OGDEN — The children and parents of a West Haven couple killed in a Riverdale plane crash have filed two lawsuits alleging negligence in the aircraft’s manufacture, maintenance and operation.
Perry and Sarah Huffaker were passengers on a Beech A36TC light plane piloted July 26, 2017, by their friend Layne Clarke that crashed onto Interstate 15 near Riverdale Road shortly after takeoff from Ogden-Hinckley Airport.
Clarke’s wife, Diana, also was aboard and all four were killed. The four were en route to vacation in West Yellowstone, Montana.
An attorney representing the Huffakers’ four children and the couple’s parents recently filed suit in 2nd District Court against Eagle Fuel Cells of Eagle River, Wisconsin.
The complaint alleges product liability, negligence and wrongful death due to the alleged faulty manufacture and operation of a fuel bladder in the Beech.
On Tuesday, the family’s attorney filed a separate, amended suit against 12 businesses that allegedly were responsible for maintenance of the plane.
That suit originally was filed in 2017, naming 11 other companies, many of them manufacturers of major components of the Beech. Those defendants have been dismissed from the suit, leading to the filing of the amended complaint naming new defendants.
The 2017 suit makes similar allegations to those in the case against Eagle Fuel Cells, including product liability, negligence and wrongful death.
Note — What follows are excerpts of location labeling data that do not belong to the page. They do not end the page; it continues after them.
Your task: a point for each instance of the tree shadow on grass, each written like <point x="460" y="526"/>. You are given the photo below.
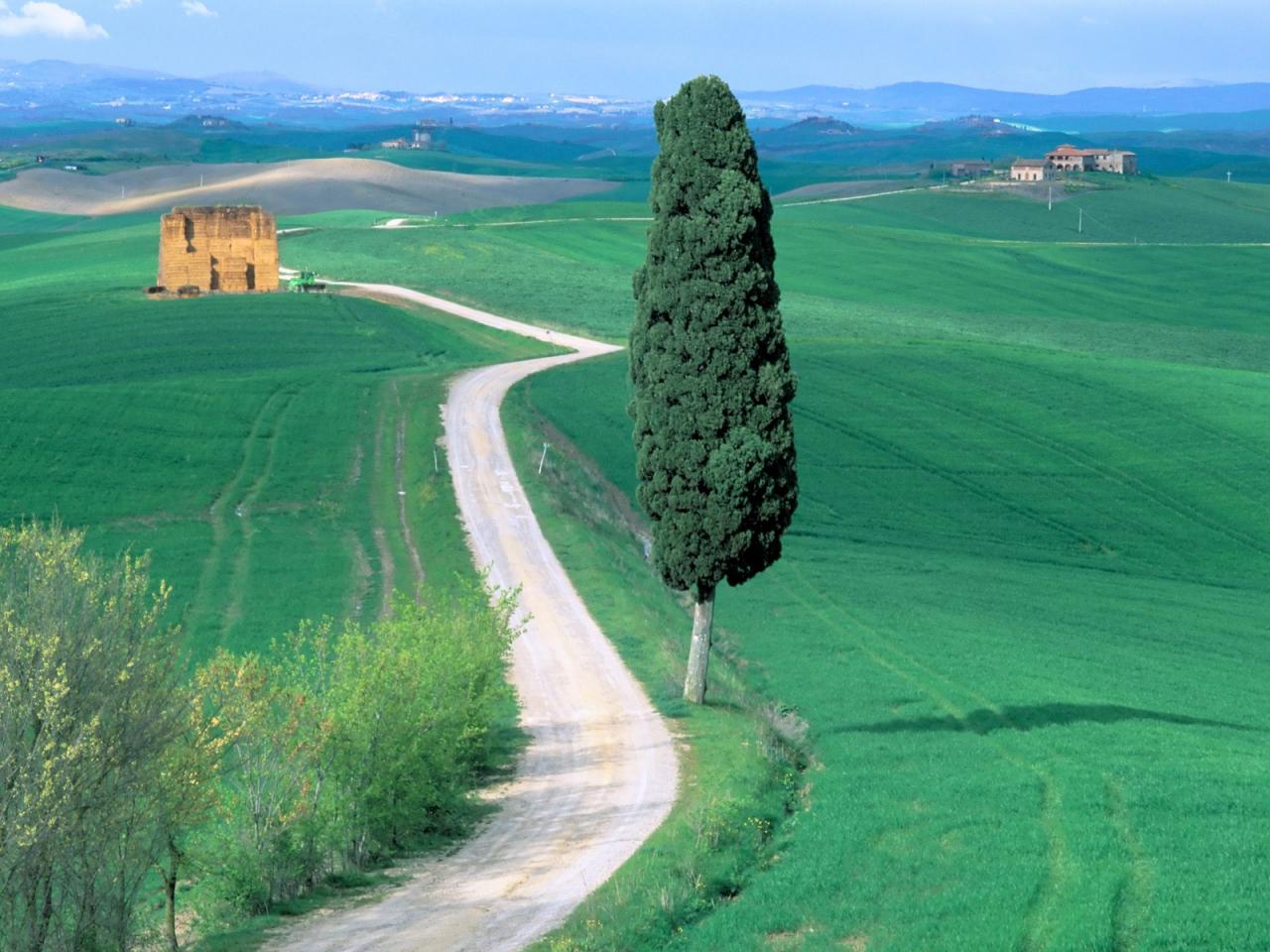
<point x="1025" y="717"/>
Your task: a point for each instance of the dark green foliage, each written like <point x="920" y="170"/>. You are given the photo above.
<point x="711" y="375"/>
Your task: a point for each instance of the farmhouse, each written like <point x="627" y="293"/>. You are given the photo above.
<point x="1030" y="171"/>
<point x="231" y="249"/>
<point x="1069" y="158"/>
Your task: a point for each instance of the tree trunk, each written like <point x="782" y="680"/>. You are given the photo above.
<point x="698" y="654"/>
<point x="169" y="888"/>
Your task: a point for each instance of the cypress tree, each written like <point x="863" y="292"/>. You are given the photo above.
<point x="710" y="368"/>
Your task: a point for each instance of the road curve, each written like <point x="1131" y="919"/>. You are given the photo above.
<point x="599" y="771"/>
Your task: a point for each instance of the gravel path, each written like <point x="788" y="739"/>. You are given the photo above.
<point x="599" y="772"/>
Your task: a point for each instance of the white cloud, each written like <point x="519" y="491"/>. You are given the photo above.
<point x="45" y="19"/>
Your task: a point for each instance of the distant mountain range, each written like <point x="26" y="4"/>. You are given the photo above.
<point x="51" y="89"/>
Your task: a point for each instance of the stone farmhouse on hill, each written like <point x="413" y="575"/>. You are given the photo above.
<point x="1072" y="159"/>
<point x="1069" y="158"/>
<point x="231" y="249"/>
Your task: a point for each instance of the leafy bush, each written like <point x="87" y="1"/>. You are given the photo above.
<point x="345" y="751"/>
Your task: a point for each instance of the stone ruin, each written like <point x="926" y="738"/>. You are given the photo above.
<point x="230" y="249"/>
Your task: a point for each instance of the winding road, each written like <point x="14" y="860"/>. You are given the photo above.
<point x="599" y="772"/>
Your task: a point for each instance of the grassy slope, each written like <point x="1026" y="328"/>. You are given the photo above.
<point x="250" y="443"/>
<point x="1023" y="601"/>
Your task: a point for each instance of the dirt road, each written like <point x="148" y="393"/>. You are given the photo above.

It also names as a defendant the estate of Layne Clarke, asserting that the pilot was negligent as well.
The Clarke estate’s attorney responded in court filings that the Clarkes fulfilled their duty of complying with Federal Aviation Administration regulations and that any deficiencies in the plane may have been the fault of the aircraft’s manufacturers and maintainers.
A National Transportation Safety Board preliminary investigation report made no conclusions about the cause of the crash, but it quoted Ogden airport mechanics as saying they looked up during the takeoff because the sound was unusual.
“As the airplane passed by, they noticed the engine sound was underpowered and the tail of the airplane (was) going up and down, as if the pilot was struggling to keep the airplane at altitude,” the report said.
The NTSB has not yet filed a final report of the crash.
Efforts to contact Eric Olson, of Salt Lake City, the Huffaker family’s attorney, were not immediately successful.
Eagle Fuel Cells’ attorney, Scott Sweeney of Denver, declined to comment Thursday.
That suit was transferred to U.S. District Court this week at Eagle Fuel Cells’ request.